The study published at Scientific Data titled; “ Hourly potential light availability maps at 10 m resolution over Switzerland ” it helps to understand what scientists mean by "light availability." Light availability simply means how much light actually reaches the land surface after mountains, hills, tree crowns, and buildings cast their shadows. Think of it as the difference between standing in an open car park at noon versus standing beneath a thick canopy of trees in the same country with completely different light.

That gap matters more than it might seem. One patch of ground may sit in sunlight for hours, while a nearby patch remains cool and shaded for most of the day. In mountain terrain, that small shift can have big consequences.

What makes SwissRad10 stand out is also its timing. The new dataset follows those changes hour by hour through a full annual solar cycle. This means researchers can look at how light changes across seasons, not just from morning to afternoon.

The dataset was calculated using the detailed synthetic hemispheric image-based Canopy Radiation Model (CanRad) with the latest airborne lidar and terrain surface data from the swissSURFACE3D dataset, and resolves the shadow cast by every single tree in Switzerland.

In plain terms, the map captures two types of light: the bright direct beam from the sun, and the softer scattered light that reaches the ground even when a spot is in shadow.

Why snow and water make this map so important

Snow is one of the main reasons this map matters. Across Switzerland, about one third of precipitation falls as snow, and that frozen water affects floods, hydro power, winter sports, and local ecosystems.

Most people think of snow simply as something cold and white. But where it melts and when, has enormous consequences for communities and infrastructure. When sunlight reaches a snow pack early in the year, snow tends to melt faster than it does on shaded slopes nearby. That can influence river levels and flood warnings, especially during spring melt.

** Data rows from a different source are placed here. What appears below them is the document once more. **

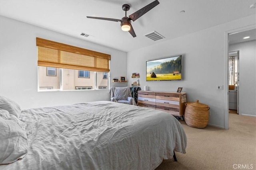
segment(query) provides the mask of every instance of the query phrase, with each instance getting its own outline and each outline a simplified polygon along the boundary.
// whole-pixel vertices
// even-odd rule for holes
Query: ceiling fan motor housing
[[[124,17],[121,20],[121,26],[122,26],[124,25],[131,25],[131,20],[129,19],[129,18],[127,16]]]

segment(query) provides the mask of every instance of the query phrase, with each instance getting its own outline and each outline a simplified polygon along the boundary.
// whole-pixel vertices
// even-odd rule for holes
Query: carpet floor
[[[256,117],[229,115],[228,130],[195,128],[180,120],[187,135],[186,153],[176,152],[178,162],[164,160],[155,170],[256,170]]]

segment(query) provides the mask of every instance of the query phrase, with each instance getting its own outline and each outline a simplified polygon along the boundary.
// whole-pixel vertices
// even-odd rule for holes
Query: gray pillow
[[[9,113],[19,118],[21,113],[20,107],[16,102],[3,96],[0,96],[0,109],[6,110]]]
[[[28,152],[25,124],[6,111],[0,110],[0,165],[21,159]]]

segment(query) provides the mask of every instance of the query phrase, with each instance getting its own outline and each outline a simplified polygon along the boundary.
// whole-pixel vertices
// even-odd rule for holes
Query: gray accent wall
[[[208,125],[224,128],[228,109],[226,32],[256,23],[255,15],[252,15],[129,52],[128,75],[139,73],[141,86],[148,86],[149,90],[176,92],[178,87],[183,87],[188,102],[198,100],[210,107]],[[182,81],[146,81],[146,61],[180,54],[183,55]],[[252,64],[255,69],[255,61]],[[217,86],[223,86],[224,90],[217,90]],[[255,102],[255,97],[252,99]]]

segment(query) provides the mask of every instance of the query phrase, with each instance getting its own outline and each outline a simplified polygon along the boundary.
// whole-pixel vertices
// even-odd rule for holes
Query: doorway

Better snow melt forecasts can help managers understand when water may flow into reservoirs. That can connect mountain shadows to very real energy decisions, even the kind that eventually show up in the electric bill.

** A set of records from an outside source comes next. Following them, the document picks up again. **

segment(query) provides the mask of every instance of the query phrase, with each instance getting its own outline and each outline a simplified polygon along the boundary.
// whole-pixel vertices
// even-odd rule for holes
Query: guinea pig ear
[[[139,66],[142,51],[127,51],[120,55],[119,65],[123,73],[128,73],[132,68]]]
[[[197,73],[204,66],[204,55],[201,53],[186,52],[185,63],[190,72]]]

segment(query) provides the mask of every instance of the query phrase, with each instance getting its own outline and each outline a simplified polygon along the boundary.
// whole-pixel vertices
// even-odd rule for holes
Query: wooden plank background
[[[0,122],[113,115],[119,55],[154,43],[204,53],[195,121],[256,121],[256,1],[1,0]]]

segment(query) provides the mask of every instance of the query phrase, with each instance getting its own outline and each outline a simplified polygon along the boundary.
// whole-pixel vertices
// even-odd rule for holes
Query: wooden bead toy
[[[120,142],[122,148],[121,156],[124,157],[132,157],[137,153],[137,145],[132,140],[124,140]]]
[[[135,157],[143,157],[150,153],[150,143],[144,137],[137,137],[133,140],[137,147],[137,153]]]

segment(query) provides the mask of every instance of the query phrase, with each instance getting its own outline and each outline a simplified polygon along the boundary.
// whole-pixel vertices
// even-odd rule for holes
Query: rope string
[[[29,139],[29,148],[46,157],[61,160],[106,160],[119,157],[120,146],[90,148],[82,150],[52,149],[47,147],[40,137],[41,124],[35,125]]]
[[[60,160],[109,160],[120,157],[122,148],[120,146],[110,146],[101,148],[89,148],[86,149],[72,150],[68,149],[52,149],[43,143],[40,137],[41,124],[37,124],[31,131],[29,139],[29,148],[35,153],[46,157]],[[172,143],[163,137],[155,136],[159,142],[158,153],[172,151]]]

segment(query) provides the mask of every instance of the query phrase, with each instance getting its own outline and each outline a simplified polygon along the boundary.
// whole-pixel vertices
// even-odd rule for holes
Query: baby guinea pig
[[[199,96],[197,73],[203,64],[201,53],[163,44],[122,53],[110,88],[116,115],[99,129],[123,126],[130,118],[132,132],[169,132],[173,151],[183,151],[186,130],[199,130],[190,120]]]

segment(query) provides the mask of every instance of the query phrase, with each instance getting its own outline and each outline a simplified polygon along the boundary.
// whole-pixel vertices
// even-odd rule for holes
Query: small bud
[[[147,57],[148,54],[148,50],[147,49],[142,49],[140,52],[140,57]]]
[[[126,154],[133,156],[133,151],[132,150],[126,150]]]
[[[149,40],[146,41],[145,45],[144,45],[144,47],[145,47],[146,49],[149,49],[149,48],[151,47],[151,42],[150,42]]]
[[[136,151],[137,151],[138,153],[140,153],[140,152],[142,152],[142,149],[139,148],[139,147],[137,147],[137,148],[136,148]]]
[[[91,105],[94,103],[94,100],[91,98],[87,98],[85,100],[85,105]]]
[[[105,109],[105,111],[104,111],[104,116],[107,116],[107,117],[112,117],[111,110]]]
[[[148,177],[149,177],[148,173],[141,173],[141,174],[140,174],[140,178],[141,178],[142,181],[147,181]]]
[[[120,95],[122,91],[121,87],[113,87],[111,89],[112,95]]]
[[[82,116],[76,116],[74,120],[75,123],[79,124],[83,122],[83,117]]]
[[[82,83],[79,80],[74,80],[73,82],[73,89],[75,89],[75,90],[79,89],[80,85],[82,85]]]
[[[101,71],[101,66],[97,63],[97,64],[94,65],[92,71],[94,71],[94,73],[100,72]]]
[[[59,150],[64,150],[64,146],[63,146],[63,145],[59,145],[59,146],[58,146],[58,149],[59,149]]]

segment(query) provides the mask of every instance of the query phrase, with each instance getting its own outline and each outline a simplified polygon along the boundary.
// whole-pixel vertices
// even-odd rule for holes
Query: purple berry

Forests, tiny climates, and why biodiversity depends on shade

Beyond snow and water, the map opens up a new way of looking at life inside forests. Inside a forest, conditions can change eventually. One spot may be cool, while another gets enough sun to warm the ground and help plants grow. These small zones are called micro climates, which are local climate pockets within a larger area.

These tiny differences are not just interesting but they are essential. Plants, insects, fungi, and animals often depend on them.This data is important for assessing forest suitability for both plants and animals, for disciplines linked through forest micro climate such as bio -geo -chemistry and snow modelling, as well as for ecosystem research.

An earlier version of the dataset was already put to work in the field. It was used in micro climate mapping research in Switzerland, helping scientists show how solar radiation shapes forest temperature patterns and local habitat conditions. That matters more as heat waves and shifting seasons put pressure on ecosystems.

The practical uses stretch well beyond academic research. The data could help people who manage forests, monitor natural hazards, study biodiversity, or plan conservation work. Better sunlight maps can also sharpen environmental models that depend on land surface energy.